Читать книгу Aufwachstory - Anatol Flug - Страница 11
Оглавление[8]
Der Wein hatte natürlich seinen Beitrag dazu geleistet, dass unsere Gespräche langsam intimer wurden, und ich begann sogar, meinen schrecklichsten Traum zu erzählen. Ich war damit sehr vorsichtig geworden, denn seit er mich vor etwa zwei Jahren aus dem Schlaf gerissen hatte, hatte ich ihn einigen Leuten erzählt und es stellte sich immer wieder heraus, dass er auf den ersten Blick recht leicht durschaubar wirkte, sich auch nichts Spektakuläres darin ereignete und niemand nachvollziehen konnte, was verglichen mit anderen Alpträumen so besonders schrecklich daran sein sollte.
Der Traumsequenz, die mich damals einige Monate lang nicht losgelassen hatte, war ein wüster Tumult vorangegangen. Ich erinnere mich, dass angefangen bei meinen Kindheitsfreunden so ziemlich alle Menschen, die mir in meinem Leben etwas bedeutet hatten, darin vorkamen. Ich erinnere mich an Szenen, die aus einem Abenteuerfilm stammen könnten – bunt gekleidete Räuber, einige mit schwarzen Augenklappen, die auf wilden Pferden durch einen Wald, eher eine an einen Wald grenzende Lichtung, ritten. Darin war ich wohl auch verwickelt, und ich kam schließlich im Hof oder Garten einer Schlossruine an. Ich trug ein aus Beige- und Brauntönen gesprenkeltes Sakko, das ich vor ein paar Jahren sozusagen unter Protest gekauft hatte, als ich zur Hochzeit eines Freundes eingeladen worden war. Darunter trug ich ein weißes Hemd. Ich war gerade angekommen – von diesem Tumult hier praktisch angeschwemmt worden –, stand im Gras, nicht weit von mir entfernt ein halb verfallener unscheinbarer Arkadengang.

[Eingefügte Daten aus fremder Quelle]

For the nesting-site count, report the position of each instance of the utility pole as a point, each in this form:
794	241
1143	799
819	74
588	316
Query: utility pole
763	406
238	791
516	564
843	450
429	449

Ohne dass ich das vorher wahrgenommen hätte, hatte sich mir eine Gestalt in einem schwarzen Umhang mit Kapuze genähert, etwas vorgebeugt, das Gesicht in der Kapuze vergraben. Die Gestalt öffnete den Spalt des Umhangs etwas weiter, um Bewegungsraum für die Hände zu bekommen, und als sie den Kopf hob und die Kapuze etwas zurücksank, erkannte ich die Frau, die ich gerne geliebt hätte, unter dem Umhang war nun auch das Outfit zu sehen, das sie bei der Party trug, bei der ich sie zuletzt getroffen hatte. In ihrer rechten Hand hielt sie eine Pistole, sie zielte aus nur wenigen Metern Entfernung auf meine Brust und drückte ab.
Ich spürte im Traum keinerlei Schmerz. Ich wusste, dass sie in mein Herz geschossen hatte und ohne hinunter zu sehen wusste ich auch, dass sich ein dünnes Rinnsal aus Blut im weißen Hemd abzuzeichnen begann. Ich griff mit der linken Hand nach einem weißen Stofftaschentuch, das ich in der Sakkotasche hatte, und wollte das Blut abwischen. Aber mitten in der Bewegung geschah das Schreckliche, das mich lange nicht mehr losließ: Plötzlich schoss mir der Gedanke durch den Kopf: Wozu soll ich das noch machen? In wenigen Minuten bin ich sowieso tot.
Diese plötzliche Erkenntnis, dass man nichts mehr tun konnte. Es war nicht die Eingebung, die letzten Minuten meines Lebens nicht mit solchem Blödsinn zu verschwenden. Ich tat oder dachte auch nichts anderes. Und ich war völlig allein. Ich weiß auch nicht, was die Frau, die mich gerade getötet hatte, jetzt machte; sie war einfach aus meiner Wahrnehmung verschwunden.
Es war großartig, dass Christoph sich nicht auch einfach an den Banalitäten festfraß, dass mich eine Frau zurückgewiesen hatte und ich das eben schmerzhaft empfand. Das waren nicht nur Schmerzen; die Erinnerung an diese Traumszene überfiel mich oft plötzlich während des Tages und ich erlebte es immer wieder als Todeserfahrung. Die Erzählung löste etwas noch Unklares in Christoph aus. Er sagte, er werde darüber weiter nachdenken und dann etwas zu dem Traum sagen. Wir versanken in nachdenkliches Schweigen, unsere Blicke verloren sich im Nachthimmel, der für niemanden auf diesem Planeten mehr derselbe war wie noch ein Jahr zuvor, und nach einer Weile kamen wir überein, dass es das Beste sei, jetzt schlafen zu gehen und uns morgen gegen halb zehn zum Frühstück zu treffen.